Example of using STL streams

#include <iostream>
#include <fstream>

using namespace std;

const char *filename = "testfile2.txt";


int main() {

    // creating a stream, opening a file for writing in text mode,
    // writing data and closing the file.
    outstream ostr;
    ostr open(filename);
    if (ostr) {
        for (int i = 0; i < 16; i++) {
            ostr << i*i << endl;
            if (ostr.bad()) {
                cerr << "Unrecoverable write error" << endl;
                return 1;
            }
        }
        ostr.close();
    }
    else {
        cerr << "Output file open error \"" << filename << "\"" << endl;
        return 1;
    }

    // opening a file (in the constructor) for reading in text mode,
    // reading data, formatted output to the console, closing the file.
    intdata;
    int counter = 0;
    ifstream istr(filename);
    if (istr) {
        while (!(istr >> data).eof()) {
            if (istr.bad()) {
                cerr << "Unrecoverable read error" << endl;
                return 2;
            }
            cout.width(8);
            cout << data;
            if (++counter % 4 == 0) {
                cout << endl;
            }
        }
        istr.close();
    }
    else {
        cerr << "Input file open error \"" << filename << "\"" << endl;
        return 2;
    }

    return 0;
}

Interaction between streaming and traditional I/O

C++ apologists recommend using only STL threads for I/O and abandoning the use of traditional I/O in the spirit of C. However, there is nothing to prevent, at least for now, the use of a traditional I/O system.
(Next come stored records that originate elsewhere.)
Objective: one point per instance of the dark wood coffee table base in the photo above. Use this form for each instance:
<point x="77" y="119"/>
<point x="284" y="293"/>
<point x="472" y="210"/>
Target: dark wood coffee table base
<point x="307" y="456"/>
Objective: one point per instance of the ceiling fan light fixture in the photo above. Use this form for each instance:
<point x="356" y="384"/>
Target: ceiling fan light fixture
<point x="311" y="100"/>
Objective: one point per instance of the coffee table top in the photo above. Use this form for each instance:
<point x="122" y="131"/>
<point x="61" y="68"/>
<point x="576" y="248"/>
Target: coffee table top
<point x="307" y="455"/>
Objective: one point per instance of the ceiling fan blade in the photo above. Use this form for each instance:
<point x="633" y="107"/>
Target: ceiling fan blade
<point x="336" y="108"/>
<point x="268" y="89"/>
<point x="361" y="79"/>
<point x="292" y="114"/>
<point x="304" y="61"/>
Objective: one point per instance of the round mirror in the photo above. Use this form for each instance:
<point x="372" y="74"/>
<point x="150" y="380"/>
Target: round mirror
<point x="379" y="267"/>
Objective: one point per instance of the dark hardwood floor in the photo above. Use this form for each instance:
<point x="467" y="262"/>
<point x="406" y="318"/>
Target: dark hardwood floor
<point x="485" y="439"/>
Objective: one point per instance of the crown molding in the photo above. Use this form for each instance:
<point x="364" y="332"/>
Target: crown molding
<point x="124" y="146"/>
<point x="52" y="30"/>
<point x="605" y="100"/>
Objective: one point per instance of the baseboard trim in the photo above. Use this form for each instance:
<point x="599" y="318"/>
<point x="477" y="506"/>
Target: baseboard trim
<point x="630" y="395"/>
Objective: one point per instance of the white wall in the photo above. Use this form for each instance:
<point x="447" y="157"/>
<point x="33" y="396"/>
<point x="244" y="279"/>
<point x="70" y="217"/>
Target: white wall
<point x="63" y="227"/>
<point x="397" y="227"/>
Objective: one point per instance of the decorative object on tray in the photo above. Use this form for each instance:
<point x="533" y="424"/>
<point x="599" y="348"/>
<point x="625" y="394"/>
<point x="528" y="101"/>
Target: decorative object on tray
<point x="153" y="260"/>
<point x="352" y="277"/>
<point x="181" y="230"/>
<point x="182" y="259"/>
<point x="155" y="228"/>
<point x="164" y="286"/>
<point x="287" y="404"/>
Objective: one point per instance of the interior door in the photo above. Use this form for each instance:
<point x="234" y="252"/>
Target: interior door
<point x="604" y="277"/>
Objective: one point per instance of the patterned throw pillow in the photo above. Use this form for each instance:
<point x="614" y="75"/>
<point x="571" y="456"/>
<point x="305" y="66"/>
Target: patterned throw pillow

Moreover, there is a special function for synchronizing I/O performed through threads and through old functions.

#include <iostream>
bool sync_with_stdio(bool sync = true);

Conclusion

Which mechanism to use is a matter of preference for the programmer, unless the employer explicitly prescribes the use of a specific mechanism. In either case, the operating system calls are used for physical I/O. Everything else is a wrapper, a set of more or less convenient functions or classes for interacting with the OS.

Using the threading mechanism is considered safer. But, as you know, a bad program can be written in any programming language. This also applies to the use of libraries.